Tens of millions of American households may not receive certain federal benefits — such as Social Security, Medicare and Medicaid, and federal assistance related to nutrition, veterans and housing — on time or at all, the CEA said. Government functions such as national defense can be adversely affected if, for example, the salaries of active-duty military personnel are frozen.

2. A recession with job cuts

Affected households would have less cash to pump into the US economy — and a recession “seems inevitable under these circumstances,” Hamrick said. A recession would mean thousands of lost jobs and higher unemployment.

3. Higher borrowing costs

Investors view US Treasuries and the US dollar in general as safe haven assets. Bondholders are confident that the US will return their money with interest in a timely manner.

“It is sacrosanct in the US financial system that US Treasuries are risk free,” Zandi said.

If that were no longer the case, rating agencies would likely downgrade US sterling’s creditworthiness and people would charge much higher interest rates on Treasuries to offset the added risk, Zandi said.

The cost of borrowing for American consumers would rise as interest rates on mortgages, credit cards, auto loans and other types of consumer debt are linked to movements in the US Treasury market. Companies would also pay higher interest rates on their loans.

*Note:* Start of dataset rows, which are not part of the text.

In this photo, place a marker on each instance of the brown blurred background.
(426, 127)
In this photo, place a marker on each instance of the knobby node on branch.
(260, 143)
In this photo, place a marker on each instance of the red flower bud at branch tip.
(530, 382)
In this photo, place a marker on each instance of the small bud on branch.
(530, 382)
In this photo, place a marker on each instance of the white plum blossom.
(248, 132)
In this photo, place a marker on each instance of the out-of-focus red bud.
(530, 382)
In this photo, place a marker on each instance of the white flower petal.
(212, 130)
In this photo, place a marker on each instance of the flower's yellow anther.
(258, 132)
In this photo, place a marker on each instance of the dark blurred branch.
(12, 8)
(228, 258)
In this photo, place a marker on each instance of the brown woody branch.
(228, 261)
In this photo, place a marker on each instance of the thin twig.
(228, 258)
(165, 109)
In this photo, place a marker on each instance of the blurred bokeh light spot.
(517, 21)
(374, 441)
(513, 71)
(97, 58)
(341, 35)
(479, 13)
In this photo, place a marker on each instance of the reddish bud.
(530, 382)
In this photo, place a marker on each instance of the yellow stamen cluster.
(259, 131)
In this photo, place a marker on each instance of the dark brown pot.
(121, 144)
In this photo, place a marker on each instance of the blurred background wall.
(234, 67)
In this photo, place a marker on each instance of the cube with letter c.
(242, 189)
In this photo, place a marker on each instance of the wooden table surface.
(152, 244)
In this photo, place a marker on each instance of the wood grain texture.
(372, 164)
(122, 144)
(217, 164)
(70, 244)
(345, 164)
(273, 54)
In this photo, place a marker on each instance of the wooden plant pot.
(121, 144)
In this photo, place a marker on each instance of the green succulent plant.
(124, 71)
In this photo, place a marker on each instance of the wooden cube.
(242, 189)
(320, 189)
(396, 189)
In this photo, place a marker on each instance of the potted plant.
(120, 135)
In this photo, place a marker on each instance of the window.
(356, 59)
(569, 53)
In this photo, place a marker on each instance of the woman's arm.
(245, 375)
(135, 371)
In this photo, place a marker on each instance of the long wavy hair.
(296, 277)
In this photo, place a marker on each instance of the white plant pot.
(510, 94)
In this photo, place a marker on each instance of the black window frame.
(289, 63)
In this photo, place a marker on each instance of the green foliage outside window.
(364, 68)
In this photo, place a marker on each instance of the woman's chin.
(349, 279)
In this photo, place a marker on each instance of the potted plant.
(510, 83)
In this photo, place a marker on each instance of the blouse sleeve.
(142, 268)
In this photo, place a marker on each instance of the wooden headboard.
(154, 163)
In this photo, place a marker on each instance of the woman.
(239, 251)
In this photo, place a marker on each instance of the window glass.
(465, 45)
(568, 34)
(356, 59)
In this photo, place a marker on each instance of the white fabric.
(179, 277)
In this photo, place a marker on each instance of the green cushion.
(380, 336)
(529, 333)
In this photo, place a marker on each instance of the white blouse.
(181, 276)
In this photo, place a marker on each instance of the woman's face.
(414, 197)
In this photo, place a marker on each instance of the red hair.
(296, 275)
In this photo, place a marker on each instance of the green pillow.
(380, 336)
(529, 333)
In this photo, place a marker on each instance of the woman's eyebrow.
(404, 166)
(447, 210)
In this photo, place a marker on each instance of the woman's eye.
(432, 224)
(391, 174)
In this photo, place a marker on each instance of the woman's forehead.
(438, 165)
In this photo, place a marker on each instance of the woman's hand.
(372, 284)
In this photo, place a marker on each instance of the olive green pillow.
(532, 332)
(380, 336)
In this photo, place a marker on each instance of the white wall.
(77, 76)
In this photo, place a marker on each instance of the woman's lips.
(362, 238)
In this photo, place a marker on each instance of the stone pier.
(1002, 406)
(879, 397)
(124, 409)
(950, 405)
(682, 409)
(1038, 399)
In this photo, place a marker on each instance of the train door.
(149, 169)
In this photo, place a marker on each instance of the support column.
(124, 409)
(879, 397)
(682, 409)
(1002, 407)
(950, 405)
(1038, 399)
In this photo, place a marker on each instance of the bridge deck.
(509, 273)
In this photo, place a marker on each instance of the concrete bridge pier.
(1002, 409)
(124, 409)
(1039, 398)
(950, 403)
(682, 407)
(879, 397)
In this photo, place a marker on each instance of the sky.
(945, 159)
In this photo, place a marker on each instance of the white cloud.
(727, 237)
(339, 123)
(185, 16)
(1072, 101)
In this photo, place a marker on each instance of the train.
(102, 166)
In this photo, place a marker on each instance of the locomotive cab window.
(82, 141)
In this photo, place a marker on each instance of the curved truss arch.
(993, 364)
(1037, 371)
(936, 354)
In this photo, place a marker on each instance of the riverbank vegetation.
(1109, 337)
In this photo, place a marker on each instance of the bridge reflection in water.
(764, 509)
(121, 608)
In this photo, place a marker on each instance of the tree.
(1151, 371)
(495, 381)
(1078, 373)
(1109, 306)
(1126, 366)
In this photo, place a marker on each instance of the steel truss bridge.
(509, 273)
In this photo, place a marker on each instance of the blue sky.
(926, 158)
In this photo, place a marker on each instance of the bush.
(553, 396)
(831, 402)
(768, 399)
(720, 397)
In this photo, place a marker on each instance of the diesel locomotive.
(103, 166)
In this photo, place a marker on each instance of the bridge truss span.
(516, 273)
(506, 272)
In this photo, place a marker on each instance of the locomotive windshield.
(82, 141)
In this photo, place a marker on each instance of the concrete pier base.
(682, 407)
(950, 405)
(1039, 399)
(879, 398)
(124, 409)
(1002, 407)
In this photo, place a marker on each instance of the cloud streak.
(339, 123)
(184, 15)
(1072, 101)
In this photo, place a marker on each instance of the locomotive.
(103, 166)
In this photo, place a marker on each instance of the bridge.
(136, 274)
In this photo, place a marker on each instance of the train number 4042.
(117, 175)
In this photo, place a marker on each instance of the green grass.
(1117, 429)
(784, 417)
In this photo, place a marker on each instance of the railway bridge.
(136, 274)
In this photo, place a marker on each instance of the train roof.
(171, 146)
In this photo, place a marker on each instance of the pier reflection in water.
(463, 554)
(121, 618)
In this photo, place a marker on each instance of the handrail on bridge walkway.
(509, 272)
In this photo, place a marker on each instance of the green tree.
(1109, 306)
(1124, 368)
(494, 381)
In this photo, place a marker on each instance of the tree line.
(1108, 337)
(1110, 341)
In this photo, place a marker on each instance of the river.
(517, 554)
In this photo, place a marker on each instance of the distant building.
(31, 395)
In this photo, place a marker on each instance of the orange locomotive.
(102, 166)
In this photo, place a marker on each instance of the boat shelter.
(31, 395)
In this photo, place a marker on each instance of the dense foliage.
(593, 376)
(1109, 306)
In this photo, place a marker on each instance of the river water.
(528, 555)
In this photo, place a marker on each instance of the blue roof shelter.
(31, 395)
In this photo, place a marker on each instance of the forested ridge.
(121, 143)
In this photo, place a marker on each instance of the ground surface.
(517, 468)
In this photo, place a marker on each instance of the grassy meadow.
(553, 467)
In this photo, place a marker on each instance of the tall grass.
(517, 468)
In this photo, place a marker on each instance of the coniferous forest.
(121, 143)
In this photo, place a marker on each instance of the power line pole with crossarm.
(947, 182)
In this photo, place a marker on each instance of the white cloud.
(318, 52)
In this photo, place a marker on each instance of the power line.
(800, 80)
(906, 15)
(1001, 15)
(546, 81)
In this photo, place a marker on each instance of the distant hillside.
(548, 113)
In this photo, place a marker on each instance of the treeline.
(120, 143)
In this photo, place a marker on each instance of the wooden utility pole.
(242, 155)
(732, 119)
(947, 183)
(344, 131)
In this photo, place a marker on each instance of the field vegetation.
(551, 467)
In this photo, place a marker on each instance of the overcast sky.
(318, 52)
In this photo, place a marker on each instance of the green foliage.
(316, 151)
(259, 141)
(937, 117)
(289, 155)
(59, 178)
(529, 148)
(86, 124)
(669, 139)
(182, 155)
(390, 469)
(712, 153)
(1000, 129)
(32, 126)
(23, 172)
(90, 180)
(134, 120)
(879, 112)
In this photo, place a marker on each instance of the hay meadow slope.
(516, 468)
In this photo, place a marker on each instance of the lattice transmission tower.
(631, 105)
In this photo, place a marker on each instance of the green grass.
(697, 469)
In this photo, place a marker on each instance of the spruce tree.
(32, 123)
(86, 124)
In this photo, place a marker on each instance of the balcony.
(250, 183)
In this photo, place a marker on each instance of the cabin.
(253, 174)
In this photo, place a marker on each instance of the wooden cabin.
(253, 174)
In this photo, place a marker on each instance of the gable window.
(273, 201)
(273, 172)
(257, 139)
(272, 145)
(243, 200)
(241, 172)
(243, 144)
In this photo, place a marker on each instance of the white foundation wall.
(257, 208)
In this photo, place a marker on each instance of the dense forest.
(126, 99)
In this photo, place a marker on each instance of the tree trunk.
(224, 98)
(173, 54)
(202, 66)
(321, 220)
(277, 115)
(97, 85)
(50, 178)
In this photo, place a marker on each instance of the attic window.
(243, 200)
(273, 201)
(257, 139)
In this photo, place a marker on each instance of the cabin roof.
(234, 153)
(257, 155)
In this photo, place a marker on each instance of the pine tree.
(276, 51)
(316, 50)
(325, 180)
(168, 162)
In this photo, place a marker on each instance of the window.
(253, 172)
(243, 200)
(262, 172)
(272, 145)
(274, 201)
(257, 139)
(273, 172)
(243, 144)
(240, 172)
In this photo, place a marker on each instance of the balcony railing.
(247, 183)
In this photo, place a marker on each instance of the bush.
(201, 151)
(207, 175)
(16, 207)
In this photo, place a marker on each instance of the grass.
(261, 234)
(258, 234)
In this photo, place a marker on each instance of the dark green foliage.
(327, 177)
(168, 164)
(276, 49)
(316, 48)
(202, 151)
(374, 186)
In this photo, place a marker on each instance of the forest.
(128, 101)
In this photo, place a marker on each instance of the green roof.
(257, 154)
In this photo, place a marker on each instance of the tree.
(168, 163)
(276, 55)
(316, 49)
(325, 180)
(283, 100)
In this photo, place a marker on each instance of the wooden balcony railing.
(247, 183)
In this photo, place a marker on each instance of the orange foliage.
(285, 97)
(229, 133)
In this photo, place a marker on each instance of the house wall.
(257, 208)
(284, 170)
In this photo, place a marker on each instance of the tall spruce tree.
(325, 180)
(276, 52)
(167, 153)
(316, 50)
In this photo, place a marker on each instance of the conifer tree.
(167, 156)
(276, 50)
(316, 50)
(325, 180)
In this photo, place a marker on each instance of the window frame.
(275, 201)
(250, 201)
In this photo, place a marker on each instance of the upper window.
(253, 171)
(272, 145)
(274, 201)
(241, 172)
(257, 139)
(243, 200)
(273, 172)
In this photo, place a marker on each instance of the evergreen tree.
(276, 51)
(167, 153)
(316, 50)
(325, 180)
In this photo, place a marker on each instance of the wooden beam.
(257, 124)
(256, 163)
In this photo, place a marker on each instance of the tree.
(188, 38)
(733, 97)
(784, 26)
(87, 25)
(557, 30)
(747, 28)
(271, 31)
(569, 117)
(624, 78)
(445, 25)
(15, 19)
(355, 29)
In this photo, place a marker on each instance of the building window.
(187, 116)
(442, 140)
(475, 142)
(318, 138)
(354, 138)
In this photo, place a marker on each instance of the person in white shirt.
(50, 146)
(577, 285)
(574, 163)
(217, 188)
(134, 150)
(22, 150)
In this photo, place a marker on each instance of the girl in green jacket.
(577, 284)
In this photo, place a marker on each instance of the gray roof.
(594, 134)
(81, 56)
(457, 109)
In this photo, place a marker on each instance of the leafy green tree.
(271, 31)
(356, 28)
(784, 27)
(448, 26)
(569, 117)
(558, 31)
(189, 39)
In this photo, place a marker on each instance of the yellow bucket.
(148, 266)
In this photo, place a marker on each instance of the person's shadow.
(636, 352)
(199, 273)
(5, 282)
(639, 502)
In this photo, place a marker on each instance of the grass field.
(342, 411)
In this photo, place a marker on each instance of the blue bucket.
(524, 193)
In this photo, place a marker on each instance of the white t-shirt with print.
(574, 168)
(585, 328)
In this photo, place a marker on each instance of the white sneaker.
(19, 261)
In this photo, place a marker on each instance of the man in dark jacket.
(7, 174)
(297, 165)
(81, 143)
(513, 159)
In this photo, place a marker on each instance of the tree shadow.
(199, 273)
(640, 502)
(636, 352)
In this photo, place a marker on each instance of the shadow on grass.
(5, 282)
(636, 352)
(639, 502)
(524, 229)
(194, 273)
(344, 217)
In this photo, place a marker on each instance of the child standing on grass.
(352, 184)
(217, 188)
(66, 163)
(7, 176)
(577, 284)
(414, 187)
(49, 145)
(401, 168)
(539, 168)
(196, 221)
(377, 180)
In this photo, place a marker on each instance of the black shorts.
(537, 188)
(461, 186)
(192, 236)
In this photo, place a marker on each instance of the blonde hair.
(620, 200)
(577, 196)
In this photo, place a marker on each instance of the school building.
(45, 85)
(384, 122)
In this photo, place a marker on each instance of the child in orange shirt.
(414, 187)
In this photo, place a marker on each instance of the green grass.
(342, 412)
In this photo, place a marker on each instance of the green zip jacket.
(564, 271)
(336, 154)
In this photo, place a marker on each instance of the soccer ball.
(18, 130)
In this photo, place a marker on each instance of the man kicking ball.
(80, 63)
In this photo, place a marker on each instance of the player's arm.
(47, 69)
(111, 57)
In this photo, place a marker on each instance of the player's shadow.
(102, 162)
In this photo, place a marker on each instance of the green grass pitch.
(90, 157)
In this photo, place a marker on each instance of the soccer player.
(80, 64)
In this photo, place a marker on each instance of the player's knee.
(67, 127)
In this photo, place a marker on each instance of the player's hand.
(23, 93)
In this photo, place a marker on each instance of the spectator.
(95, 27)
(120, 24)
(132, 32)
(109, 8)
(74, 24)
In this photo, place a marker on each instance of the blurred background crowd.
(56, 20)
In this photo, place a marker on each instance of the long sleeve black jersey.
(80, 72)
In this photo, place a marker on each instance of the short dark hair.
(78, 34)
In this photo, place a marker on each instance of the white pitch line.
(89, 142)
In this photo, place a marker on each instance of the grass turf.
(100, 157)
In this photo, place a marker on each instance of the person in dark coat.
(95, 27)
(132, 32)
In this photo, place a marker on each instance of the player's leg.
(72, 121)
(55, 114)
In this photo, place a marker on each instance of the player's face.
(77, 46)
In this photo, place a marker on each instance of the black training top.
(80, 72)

4. Extreme stock market volatility

That assumes, of course, that businesses and consumers could get credit. There could also be a “major” financial crisis if the US government is unable to issue additional Treasury bonds, which are an essential part of the financial system, Hamrick said.

“A default would send shockwaves through global financial markets and likely cause global credit markets to freeze and equity markets to plummet,” the CEA said.

Even the threat of default during the 2011 debt ceiling “crisis” prompted Standard & Poor’s (now known as S&P Global Ratings) to downgrade the US credit rating and caused significant market turmoil. Mortgage rates rose by 0.7 to 0.8 percentage points for two months and then slowly fell, the CEA said.